Learning ourselves in that moment was finding Gallifrey, except it had been on the TARDIS console the whole time… a round piece of glass and a slice of time.
This is just a guess, but I think it has legs. What I know for sure is that River has her finger on my lips saying, “Spoilers!”
I make my own spoilers now. I know what’s coming, and I am impressed. My Fanagans have really started getting the numbers up, which makes me feel like I must be doing something right. I think I am, because my gratitude flows like a river for those of you that know I am just taking up my space in the world and if you don’t agree with me, you have the right to say what you want. I am not entitled to your opinion unless you want to give it. Knowing it gives me strength for the next day, when I look at my tattoo and imagine the knife needed to make the blood flow. My tattoo is based on the saying, “writing is easy. You sit at the typewriter and slice open a vein.” It’s on my forearm, where I see it every day. Every day I know pieces of me leave my body and stream into this space. I can wander and wander and dream of what will be, because that is my destiny.
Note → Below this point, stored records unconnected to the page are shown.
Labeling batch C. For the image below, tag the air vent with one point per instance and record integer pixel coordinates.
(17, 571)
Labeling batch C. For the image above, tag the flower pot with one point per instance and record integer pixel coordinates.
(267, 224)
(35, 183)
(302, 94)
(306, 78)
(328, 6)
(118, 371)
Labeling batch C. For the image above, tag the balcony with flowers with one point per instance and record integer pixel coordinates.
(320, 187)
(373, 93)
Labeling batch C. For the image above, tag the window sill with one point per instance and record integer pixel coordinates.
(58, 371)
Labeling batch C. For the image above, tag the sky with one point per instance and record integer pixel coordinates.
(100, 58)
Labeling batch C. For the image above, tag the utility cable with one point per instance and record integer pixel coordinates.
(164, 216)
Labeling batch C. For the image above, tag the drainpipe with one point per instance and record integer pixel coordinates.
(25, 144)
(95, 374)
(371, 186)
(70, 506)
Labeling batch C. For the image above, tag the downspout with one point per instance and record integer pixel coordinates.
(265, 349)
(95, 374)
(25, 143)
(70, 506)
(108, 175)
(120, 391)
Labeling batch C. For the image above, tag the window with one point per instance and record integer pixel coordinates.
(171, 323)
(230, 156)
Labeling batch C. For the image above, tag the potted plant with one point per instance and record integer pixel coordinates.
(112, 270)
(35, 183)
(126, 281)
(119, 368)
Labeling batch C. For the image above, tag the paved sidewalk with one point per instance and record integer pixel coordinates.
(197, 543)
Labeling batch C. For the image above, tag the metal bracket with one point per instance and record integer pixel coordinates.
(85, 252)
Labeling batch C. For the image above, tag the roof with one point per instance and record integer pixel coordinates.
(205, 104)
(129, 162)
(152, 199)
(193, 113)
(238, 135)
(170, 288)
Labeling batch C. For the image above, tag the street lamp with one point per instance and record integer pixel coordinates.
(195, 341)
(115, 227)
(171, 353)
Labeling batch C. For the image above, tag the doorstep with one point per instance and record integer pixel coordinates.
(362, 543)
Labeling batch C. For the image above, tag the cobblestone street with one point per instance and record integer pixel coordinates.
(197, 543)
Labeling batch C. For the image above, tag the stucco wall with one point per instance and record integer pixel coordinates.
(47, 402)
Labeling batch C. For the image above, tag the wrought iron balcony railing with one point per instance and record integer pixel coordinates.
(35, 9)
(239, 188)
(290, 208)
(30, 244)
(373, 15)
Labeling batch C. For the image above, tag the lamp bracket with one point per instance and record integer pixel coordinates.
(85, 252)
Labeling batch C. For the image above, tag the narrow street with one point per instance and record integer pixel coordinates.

To prepare the way for you…. not because I need to. Because God has asked, I sat with it for 20 years, and I am going to do something about it. I will no longer tolerate my indolence on this issue because if there is anything that AA has taught me it is how to be courageous……… because being courageous is nothing more than knowing yourself inside out. As I said in my chemical dependency class, “I am so jealous that I can’t go to AA because I’m a normie. Where’s the AA for people who don’t really drink and yet still can’t get their shit together?” Everyone laughed, hard, and my AAdar went off when I said that I love AA just as much as I love church, because somebody’s higher power could be Burger King and yet, it still manages to get their ego out of the way. The leader of the group smiled and said, “that’s exactly what AA is like.” She nodded at me KNOWINGLY and I met her eyes. I received her gaze with a smile, kind of like when you figure out someone’s gay and you need to let them know without words that whatever they’re about to say is ok.
And that’s what I learned from Dana’s DUI.
Everything they’re about to say is ok, and everything I say is ok, too.